Some engineering companies, for example, now use energy design software that used to be affordable only for the aerospace and automotive industries. But because of recent innovations it is now possible to apply these powerful programs at price points that generate a strong return on investment for those who own apartment buildings, condo developments, and similar residential structures.
One of these amazing energy analysis and audit programs, for example, is DOE-2 software - a futuristic program developed by the U.S. Department of Energy for the design of energy efficient buildings. DOE-2 takes into account such things as site orientation and the availability of natural sunlight and passive solar heat, the quality of particular construction materials, patterns of utility usage based on the number of occupants and the vacancy rates in a leased building, and the price of local utilities like natural gas, water, and electricity.

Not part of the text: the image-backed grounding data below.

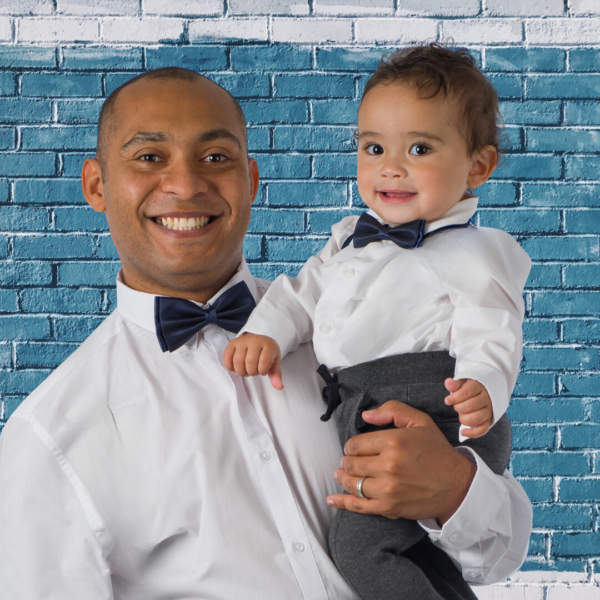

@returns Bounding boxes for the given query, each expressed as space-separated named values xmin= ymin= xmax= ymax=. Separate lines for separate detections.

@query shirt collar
xmin=116 ymin=257 xmax=259 ymax=335
xmin=366 ymin=195 xmax=478 ymax=235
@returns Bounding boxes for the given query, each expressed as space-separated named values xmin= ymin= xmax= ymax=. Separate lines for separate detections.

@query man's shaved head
xmin=96 ymin=67 xmax=247 ymax=172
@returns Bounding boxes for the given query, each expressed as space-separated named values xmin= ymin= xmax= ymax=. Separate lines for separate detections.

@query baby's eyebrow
xmin=407 ymin=131 xmax=444 ymax=142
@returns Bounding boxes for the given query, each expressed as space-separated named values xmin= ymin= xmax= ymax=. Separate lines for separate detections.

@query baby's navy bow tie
xmin=343 ymin=212 xmax=473 ymax=250
xmin=154 ymin=281 xmax=256 ymax=353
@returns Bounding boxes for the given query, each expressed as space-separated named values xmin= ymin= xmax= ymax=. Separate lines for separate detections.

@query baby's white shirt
xmin=241 ymin=197 xmax=532 ymax=424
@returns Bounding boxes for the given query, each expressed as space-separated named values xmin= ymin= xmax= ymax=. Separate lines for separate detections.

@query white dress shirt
xmin=241 ymin=197 xmax=532 ymax=424
xmin=0 ymin=259 xmax=531 ymax=599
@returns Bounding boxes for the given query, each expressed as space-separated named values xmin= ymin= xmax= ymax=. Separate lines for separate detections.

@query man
xmin=0 ymin=68 xmax=531 ymax=599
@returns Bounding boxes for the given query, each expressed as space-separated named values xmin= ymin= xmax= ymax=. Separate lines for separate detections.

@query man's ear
xmin=82 ymin=158 xmax=106 ymax=212
xmin=466 ymin=146 xmax=498 ymax=190
xmin=248 ymin=157 xmax=259 ymax=205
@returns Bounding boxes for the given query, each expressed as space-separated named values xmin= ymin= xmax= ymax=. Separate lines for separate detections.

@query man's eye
xmin=204 ymin=154 xmax=228 ymax=163
xmin=365 ymin=144 xmax=384 ymax=156
xmin=139 ymin=154 xmax=162 ymax=162
xmin=409 ymin=144 xmax=431 ymax=156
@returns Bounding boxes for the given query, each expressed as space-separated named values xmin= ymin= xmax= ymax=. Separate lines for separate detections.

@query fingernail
xmin=333 ymin=470 xmax=339 ymax=481
xmin=326 ymin=498 xmax=334 ymax=506
xmin=363 ymin=409 xmax=375 ymax=415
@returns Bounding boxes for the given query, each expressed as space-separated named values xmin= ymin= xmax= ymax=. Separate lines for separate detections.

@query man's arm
xmin=0 ymin=415 xmax=113 ymax=599
xmin=326 ymin=401 xmax=532 ymax=584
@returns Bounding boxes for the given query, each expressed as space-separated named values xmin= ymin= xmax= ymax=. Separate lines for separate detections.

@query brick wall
xmin=0 ymin=1 xmax=599 ymax=597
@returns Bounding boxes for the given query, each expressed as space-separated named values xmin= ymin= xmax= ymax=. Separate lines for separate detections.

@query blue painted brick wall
xmin=0 ymin=42 xmax=599 ymax=573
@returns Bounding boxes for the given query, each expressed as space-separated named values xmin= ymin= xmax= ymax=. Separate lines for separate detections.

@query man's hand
xmin=326 ymin=401 xmax=477 ymax=525
xmin=444 ymin=378 xmax=493 ymax=438
xmin=223 ymin=334 xmax=283 ymax=390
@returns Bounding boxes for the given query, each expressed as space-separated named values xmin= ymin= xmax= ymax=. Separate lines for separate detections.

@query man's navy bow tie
xmin=154 ymin=281 xmax=256 ymax=353
xmin=342 ymin=212 xmax=472 ymax=250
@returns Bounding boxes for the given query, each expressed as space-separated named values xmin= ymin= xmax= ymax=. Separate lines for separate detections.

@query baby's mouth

Energy specialists set a benchmark for the present-day energy performance of a building, for instance, and then plug this data into an interactive computer model of the structure. Then they run the DOE-2 software program and it calculates the hourly energy use and energy cost of the building while predicting how the building will perform annually for a decade or more. Within minutes DOE-2 displays a comprehensive report that details such factors as the building's carbon footprint and a cost breakdown of energy costs.
The program also displays or recommends various alternative approaches for achieving carbon neutrality. Engineers can then experiment with possible solutions by tweaking the virtual building model and instantly find out what the results of an energy retrofit, system upgrade, or floor plan redesign will be. Before actually doing any "brick and mortar" work they get a clear picture of the outcome, and that helps them not only save time, labor, and money but also avoid making design changes that could potentially undermine their energy efficiency goals.
As this kind of technology becomes more commonplace within the residential building industry that will likewise translate into substantial savings for ordinary homeowners.